Die Werke Brechts in der Exilzeit wird das Festival ebenso thematisieren wie deren Aktualisierung. Rund 12 Tage lang treffen dazu in Brechts Geburtsstadt international und national gefeierte Künstler zusammen, zum Beispiel

  • das Berliner Ensemble mit Intendant Claus Peymann und Schauspielerin Carmen-Maja Antoni,
  • die Schriftstellerin Barbara Honigmann,
  • die Schauspielerinnen Traute Hoess und Angela Winkler,
  • die Schauspielerin und Regisseurin Julia von Sell,
  • die Schauspieler Max Hopp, Burghart Klaußner, Sebastian Koch und Thomas Thieme,
  • die Band MIA.
  • und der Künstler PeterLicht.

Zu den Höhepunkten des Festivals 2015 gehört der Eröffnungsabend mit Thomas Thieme und Brechts „Leben des Galilei“ im Theater Augsburg. Julia von Sell inszeniert die eigens für das Brechtfestival bearbeitete Bühnenfassung.

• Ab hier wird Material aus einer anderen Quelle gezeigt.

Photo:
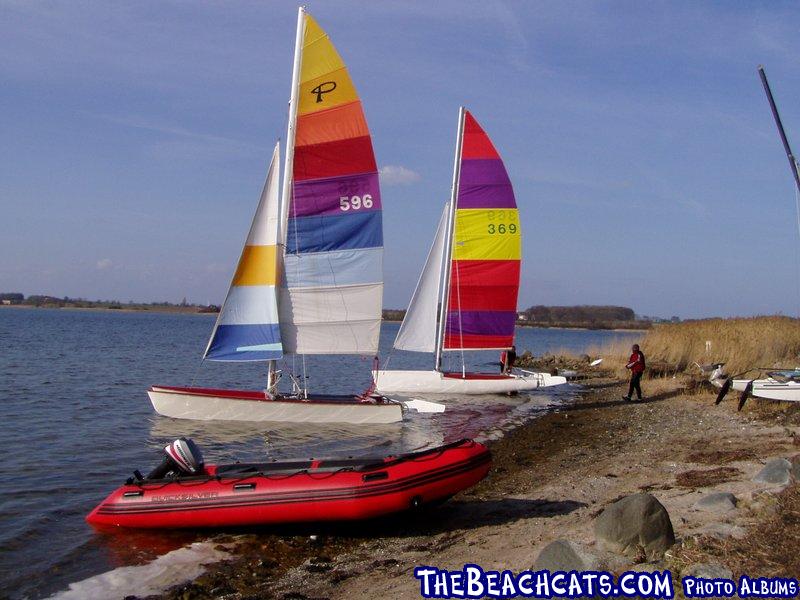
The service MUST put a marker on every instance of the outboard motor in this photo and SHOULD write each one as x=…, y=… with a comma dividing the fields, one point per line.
x=182, y=457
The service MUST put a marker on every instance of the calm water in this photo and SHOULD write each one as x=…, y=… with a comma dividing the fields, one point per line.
x=77, y=421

Mit den Schauspielern Traute Hoess, Max Hopp, Burghart Klaußner und Angela Winkler folgt der große Exilabend „Vertriebene sind wir, Verbannte“. Das Berliner Ensemble führt mit Carmen-Maja Antoni unter der Regie von Claus Peymann das legendäre Drama „Mutter Courage und ihre Kinder“ auf. Und Brecht-Enkelin Johanna Schall inszeniert das Stück „Reisen des Glücksgotts“: Ihre Text-Collage wird das Brecht-Fragment in neuer Form zeigen.

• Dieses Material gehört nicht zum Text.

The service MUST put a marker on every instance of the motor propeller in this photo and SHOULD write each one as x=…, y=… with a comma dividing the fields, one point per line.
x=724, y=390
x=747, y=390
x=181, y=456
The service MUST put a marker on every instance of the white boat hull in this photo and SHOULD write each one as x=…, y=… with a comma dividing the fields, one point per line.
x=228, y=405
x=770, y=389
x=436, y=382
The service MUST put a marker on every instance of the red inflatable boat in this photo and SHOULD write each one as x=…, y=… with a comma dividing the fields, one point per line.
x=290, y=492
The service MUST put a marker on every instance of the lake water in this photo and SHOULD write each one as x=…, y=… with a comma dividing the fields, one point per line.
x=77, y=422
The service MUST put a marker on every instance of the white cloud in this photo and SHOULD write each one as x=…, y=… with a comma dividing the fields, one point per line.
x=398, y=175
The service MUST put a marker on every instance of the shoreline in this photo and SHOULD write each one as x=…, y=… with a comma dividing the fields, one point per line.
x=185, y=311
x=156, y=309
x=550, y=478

Die Lange Brechtnacht präsentiert wieder ein umfangreiches popkulturelles Programm: An diversen Orten in und um das Theaterviertel treten Künstler aus Berlin, Köln, Rostock, London, Grenoble, Kopenhagen und Augsburg auf. Die Vielfalt der dargebotenen Stilrichtungen reicht von Elektro, Punk, Spoken Word bis hin zu Chanson, experimentellem Theater, Pop und Jazz. Dabei sind u.a. der Musiker, Autor und Theatermacher PeterLicht, das Berliner Quintett MIA. und die Punk-Band „Feine Sahne Fischfilet“ sowie ein von Lydia Daher und Girisha Fernando kuratierter Abend „Beat, Jazz & Spoken Word“.

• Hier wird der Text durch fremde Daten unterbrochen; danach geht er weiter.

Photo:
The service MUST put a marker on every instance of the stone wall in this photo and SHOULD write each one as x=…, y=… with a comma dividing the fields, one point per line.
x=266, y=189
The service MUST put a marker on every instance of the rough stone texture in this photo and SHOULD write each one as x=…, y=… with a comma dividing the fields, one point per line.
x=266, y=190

Zu den Festivalproduktionen des Theaters Augsburg gehört 2015 „Die heilige Johanna der Schlachthöfe“ unter der Regie von Christian Weise. Mit dem Ausruf der sterbenden Johanna „Es hilft nur Gewalt, wo Gewalt herrscht!“ liefert das Stück reichen Diskussionsstoff zum Thema des Festivals. Außerdem veranstaltet das Theater Augsburg das Sinfoniekonzert „Schauspiel für die Ohren“ mit den Augsburger Philharmonikern unter Mitwirkung des Schauspielers Sebastian Koch und der Leitung von Lancelot Fuhry.

Für Kinder und Jugendliche bietet das Brechtfestival ein eigenes Programm: Das FaksTheater veranstaltet eine „Kleine Brechtrevue“ für Kinder der 2. bis 6. Klasse: Gerahmt durch Brechts Kindergedichte wird das Leben des Augsburger Poeten auf die Bühne gebracht. Das Leben Brechts stellt Schauspielerin Karla Andrä zudem Schulklassen bei Führungen durch das Brechthaus vor. Und zum Pre-Opening des Brechtfestivals laden Schultheatertruppen aus Schwaben am 29. Januar ins Theater Augsburg ein. Unter der Leitung von Michael Friedrichs führen sie Szenen aus Brechts „Furcht und Elend des III. Reiches“ im Theaterfoyer auf.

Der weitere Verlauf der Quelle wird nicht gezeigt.